On Fri, Aug 24, 2018 at 06:55:24PM -0400, Eric Sunshine wrote:

> On Fri, Aug 24, 2018 at 10:47 AM Duy Nguyen <pclo...@gmail.com> wrote:
> > On Thu, Aug 23, 2018 at 8:21 PM Eric Sunshine <sunsh...@sunshineco.com> 
> > wrote:
> > > Peff wrote:
> > > > Yes, but then what's the next step for my script? I can't "remove" since
> > > > the worktree isn't there. I can't blow away any directory that I know
> > > > about, since there isn't one.
> > >
> > > I was thinking that "worktree add" could start respecting the --force
> > > option as an escape hatch.
> > >
> > > > What about refusing by default, but forcing an overwrite with "-f"?
> > >
> > > My thought, also.
> >
> > Sounds good. Eric are you going to implement this? Just checking so
> > that I can (hopefully) cross this off my backlog ;-)
> 
> It wasn't something I was planning on working on (at least not
> immediately) since it's still a bit fuzzy for me whether this is
> enough to help Peff's use-case (and because I have several other
> things in my queue, already).

I'm pretty sure it would just be a one-liner to "worktree add -f" in the
doc-diff script. So I think it does solve the problem.

> However, before even considering implementing it, there's at least one
> question (and possibly others) needing answering.

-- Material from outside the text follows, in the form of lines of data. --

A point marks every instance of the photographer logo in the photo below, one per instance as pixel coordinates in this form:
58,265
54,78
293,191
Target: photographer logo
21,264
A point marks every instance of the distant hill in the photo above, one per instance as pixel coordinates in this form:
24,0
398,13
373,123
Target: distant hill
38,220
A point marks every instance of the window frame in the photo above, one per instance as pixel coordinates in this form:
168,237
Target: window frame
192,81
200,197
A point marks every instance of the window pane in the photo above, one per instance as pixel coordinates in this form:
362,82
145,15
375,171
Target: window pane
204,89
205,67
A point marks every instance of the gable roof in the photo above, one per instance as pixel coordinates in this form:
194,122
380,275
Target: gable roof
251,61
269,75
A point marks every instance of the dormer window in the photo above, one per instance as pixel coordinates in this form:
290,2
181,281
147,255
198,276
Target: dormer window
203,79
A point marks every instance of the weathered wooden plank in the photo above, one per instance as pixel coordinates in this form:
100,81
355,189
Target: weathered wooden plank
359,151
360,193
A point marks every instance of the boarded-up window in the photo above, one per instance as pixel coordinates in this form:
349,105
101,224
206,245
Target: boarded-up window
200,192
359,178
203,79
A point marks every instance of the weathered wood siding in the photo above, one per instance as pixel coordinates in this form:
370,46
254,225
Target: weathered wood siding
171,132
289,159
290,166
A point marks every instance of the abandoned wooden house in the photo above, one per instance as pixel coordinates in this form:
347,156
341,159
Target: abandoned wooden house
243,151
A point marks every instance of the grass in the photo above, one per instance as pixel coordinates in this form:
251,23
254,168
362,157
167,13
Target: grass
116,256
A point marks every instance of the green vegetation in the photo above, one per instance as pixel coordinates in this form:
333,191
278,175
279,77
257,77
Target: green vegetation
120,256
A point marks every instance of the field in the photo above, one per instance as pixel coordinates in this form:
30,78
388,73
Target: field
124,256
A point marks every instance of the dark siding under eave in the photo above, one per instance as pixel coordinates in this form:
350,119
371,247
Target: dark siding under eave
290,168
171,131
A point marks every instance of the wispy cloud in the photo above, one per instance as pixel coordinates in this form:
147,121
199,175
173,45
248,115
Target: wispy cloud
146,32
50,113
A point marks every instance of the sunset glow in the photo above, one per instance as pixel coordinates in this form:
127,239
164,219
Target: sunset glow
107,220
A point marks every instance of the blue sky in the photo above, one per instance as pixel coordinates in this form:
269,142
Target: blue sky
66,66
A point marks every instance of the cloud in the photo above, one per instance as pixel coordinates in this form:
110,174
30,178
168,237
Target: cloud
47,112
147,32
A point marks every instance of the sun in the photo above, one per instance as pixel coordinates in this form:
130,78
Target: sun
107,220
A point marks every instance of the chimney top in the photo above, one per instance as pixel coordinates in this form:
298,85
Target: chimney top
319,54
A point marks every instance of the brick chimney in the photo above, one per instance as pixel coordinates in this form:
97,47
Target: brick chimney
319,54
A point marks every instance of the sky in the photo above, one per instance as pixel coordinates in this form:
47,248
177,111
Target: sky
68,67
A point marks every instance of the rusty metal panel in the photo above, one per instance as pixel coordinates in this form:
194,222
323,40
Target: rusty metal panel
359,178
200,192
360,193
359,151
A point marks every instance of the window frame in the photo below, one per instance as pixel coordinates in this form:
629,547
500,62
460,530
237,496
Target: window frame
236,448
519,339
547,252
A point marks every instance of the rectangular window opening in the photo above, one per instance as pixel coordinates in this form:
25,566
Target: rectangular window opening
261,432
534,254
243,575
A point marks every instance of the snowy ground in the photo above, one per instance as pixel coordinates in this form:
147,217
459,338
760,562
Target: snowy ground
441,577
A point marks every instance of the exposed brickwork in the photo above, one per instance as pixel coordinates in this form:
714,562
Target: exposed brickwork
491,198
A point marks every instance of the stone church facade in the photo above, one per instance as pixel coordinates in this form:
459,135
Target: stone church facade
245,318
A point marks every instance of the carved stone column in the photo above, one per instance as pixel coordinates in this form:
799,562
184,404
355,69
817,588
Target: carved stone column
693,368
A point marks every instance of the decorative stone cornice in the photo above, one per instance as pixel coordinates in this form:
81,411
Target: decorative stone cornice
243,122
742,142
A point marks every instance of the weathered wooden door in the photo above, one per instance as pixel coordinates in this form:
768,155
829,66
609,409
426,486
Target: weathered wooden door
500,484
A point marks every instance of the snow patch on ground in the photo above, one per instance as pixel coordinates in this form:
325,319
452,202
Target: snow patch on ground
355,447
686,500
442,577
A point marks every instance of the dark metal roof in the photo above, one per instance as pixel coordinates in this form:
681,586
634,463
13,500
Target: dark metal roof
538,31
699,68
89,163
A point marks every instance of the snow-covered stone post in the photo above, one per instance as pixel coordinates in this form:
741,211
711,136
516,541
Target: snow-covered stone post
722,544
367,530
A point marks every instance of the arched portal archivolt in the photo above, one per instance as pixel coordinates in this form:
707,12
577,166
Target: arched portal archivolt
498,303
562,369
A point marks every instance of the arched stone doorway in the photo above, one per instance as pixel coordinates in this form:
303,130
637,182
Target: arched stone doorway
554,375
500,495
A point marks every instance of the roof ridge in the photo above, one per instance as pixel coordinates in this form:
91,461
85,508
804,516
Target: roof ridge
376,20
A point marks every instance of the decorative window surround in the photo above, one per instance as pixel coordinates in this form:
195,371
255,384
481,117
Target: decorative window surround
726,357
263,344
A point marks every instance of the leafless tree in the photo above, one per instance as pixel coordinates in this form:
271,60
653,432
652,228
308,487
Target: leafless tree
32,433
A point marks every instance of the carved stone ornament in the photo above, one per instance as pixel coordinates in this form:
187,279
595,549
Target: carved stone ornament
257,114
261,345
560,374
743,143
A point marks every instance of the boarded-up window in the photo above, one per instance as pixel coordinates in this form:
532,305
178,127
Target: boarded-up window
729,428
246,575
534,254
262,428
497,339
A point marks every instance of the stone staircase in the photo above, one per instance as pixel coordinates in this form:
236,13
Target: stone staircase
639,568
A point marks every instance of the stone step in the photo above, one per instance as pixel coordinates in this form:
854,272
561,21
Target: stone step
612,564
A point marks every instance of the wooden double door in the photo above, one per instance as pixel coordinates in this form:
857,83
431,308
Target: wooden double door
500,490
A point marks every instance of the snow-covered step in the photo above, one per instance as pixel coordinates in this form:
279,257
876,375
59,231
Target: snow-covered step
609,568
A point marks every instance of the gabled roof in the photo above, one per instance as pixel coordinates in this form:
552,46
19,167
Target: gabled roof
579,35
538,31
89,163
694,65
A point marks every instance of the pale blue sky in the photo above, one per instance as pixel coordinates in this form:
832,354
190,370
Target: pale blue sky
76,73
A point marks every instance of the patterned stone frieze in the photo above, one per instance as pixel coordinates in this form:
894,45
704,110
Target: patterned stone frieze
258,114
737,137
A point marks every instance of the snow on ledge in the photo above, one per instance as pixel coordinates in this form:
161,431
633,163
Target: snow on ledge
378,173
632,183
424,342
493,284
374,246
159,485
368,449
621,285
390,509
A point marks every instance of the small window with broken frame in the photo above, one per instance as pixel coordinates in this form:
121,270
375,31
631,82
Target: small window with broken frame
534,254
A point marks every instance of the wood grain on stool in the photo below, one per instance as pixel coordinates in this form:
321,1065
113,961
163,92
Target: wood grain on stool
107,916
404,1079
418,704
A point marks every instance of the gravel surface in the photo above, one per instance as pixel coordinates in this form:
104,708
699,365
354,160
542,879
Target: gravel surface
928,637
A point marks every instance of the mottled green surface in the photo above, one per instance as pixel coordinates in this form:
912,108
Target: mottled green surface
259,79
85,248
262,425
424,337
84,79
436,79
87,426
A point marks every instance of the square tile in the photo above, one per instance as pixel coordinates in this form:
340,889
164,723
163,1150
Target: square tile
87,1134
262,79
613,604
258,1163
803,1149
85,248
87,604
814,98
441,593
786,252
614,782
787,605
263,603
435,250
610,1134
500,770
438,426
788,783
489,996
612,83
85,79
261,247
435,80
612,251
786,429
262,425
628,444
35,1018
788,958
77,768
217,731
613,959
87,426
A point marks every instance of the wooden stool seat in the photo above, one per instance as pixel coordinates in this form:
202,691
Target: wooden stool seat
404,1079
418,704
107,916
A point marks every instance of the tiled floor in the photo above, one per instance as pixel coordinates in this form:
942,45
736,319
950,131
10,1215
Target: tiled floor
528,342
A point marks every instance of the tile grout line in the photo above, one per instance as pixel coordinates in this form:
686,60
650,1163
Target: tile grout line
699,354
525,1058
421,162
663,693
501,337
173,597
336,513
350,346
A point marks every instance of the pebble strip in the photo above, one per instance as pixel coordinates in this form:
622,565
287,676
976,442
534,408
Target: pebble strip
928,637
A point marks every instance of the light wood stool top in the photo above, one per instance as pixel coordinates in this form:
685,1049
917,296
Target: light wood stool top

For instance, how
> should "add --force" interact with a locked (not-present) worktree?
> Should it blast it despite the lock? Or would that need --force
> specified twice ("git worktree add -f -f foo")?

Yes, I think that should probably be two forces.

> As for the actual implementation, I haven't yet looked at how much
> surgery will be needed to make 'add' respect --force.

Me either. I may take a look this weekend. I got sucked into an asm and
coccinelle rabbit hole the last few days.